There's a certain irony in this. Before Google, to find a site on a topic we relied on reputable directories and links from authority sites. Early search engines were pretty useless as they just counted how well stuffed with keywords the page's meta data and contents were and low quality advertising sites learned to play the system and the search engines were pretty useless. I can remember having to go to page 10 or 20 of results to find what I was after.

Google's pagerank algorithm cut through this, as by counting links from authority sites to rank the importance of pages and if you couldn't find what you were looking for by page 2 of Google you probably weren't going to find it so you revised your search. It worked because at the heart of it, all Google was doing was automating the job previously performed by authority sites and reputable directories.

The owners of low quality sites, of course, learned to game Google and an arms race has been going on ever since. In a way Google has lost as, if you try and search for something on Google you are now usually presented with a large number of relatively low quality advertising or retailer sites. Services like Blogspot and places like Facebook return the web to the ordinary person and individuals find their pool of personally trusted authority sites. Google can use the data created by links from and to blogs, Facebook pages, etc to assign page ranking and, as they show actual visitor traffic by real people, Google Toolbar, Google Adsense and Google Analytics must be godsends to them.

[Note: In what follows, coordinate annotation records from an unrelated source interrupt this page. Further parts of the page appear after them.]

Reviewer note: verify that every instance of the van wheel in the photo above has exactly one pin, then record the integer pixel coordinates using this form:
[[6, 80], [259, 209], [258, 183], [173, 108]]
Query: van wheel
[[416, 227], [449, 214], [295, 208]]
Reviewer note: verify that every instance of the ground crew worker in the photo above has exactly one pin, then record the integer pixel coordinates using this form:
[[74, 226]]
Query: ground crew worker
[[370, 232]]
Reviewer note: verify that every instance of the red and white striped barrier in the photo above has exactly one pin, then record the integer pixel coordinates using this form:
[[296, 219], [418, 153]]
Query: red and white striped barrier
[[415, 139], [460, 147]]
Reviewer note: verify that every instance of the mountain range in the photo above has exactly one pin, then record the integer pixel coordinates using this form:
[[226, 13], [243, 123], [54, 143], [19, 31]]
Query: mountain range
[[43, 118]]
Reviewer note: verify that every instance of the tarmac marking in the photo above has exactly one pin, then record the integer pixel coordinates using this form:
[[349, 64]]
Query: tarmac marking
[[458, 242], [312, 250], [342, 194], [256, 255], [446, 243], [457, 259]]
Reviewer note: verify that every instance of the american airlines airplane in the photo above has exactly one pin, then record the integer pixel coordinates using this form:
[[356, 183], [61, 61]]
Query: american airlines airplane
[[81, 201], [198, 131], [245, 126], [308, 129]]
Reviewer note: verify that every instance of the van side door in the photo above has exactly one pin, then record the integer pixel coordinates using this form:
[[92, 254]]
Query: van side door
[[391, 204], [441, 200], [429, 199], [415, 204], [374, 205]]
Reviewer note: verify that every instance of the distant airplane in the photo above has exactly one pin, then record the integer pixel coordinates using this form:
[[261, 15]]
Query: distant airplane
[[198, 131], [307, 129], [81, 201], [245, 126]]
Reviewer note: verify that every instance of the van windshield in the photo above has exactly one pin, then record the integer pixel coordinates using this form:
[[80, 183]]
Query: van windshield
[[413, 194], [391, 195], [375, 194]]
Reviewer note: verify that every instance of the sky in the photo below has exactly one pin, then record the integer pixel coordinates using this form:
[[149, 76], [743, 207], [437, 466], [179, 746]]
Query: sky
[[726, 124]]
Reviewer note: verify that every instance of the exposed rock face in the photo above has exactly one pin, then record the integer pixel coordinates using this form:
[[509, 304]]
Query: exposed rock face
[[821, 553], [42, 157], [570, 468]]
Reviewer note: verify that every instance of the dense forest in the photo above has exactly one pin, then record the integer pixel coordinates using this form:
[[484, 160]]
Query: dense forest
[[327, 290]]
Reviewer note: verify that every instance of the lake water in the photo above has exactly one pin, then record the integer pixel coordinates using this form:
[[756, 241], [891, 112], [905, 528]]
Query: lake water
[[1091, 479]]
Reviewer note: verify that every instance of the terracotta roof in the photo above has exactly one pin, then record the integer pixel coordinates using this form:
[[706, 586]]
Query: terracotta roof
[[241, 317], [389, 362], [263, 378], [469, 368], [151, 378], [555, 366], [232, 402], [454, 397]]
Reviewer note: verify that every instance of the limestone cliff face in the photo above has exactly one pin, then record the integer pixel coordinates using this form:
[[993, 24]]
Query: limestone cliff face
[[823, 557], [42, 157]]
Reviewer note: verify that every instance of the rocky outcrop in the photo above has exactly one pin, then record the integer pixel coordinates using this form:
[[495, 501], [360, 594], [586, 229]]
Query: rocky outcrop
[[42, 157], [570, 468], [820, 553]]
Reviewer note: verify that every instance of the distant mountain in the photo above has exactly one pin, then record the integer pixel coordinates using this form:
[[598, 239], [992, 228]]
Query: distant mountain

Blogspot (and other blogging services), Facebook, Twitter etc are now all heavily spammed, but real people choose who they follow and when, so depending on how much data it can get from them Google can analyse which social media pages give a degree of "real" authority. Like Google reader and their other services Buzz is entirely on their services, Google knows what's in my Google Reader and they know what's on my Google Buzz page, they must be pretty sure by now that I'm a real person and they have a fair idea of my sphere of interest, so they can rate the links I make and use that as one tiny data point in the calculation of the importance of web sites. Aggregate that over millions of users and Google gains valuable insight into the importance of sites as seen by social media users.

Done well, Buzz will help Google in its arms race to keep search relevant and so keep traffic coming. The owners of commercial websites will, of course, try to work out how to game the new system and I assume that SEO (Search Engine Optimization [sic]) practitioners are industriously trying to work out exactly how to do that right now.

Thursday, February 11, 2010

Captcha - now even the spammers use it

Like everyone I know I have a Spam filter on my email, unlike many people, some of my real mail looks a bit spammy to the filters so I always need to check my spam folder before deleting.


Over recent weeks I've noticed quite a few spam emails that contain no text at all, just a graphic like the one I'm displaying (After removing their website) -->

There's some interesting things about this spam.

  • It's absolutely minimal. The headers in the email contain almost nothing and the body of the email contains only the image.
  • There isn't even a link, which is why the image tries to get the user to manually enter the spammer's URL.
  • The image is low quality and distorted -- probably to try and defeat optical character readers.
  • It still doesn't work. Google's spam filter (and I assume other major filters) detect it with perfect accuracy. As they keep coming, I can only assume that sufficient minor filters don't.
The really ironic thing about this spam though is the apparent use of captcha. So many spammers use robots to leave their ads on bulletin boards, forums, blog comments and more that all these resources now make us decode distorted images (captcha) before we're allowed to leave genuine messages. Not only have the spammers worked hard to "improve" their software to defeat captcha but now they are trying to use it to defeat the guardians of our in-boxes.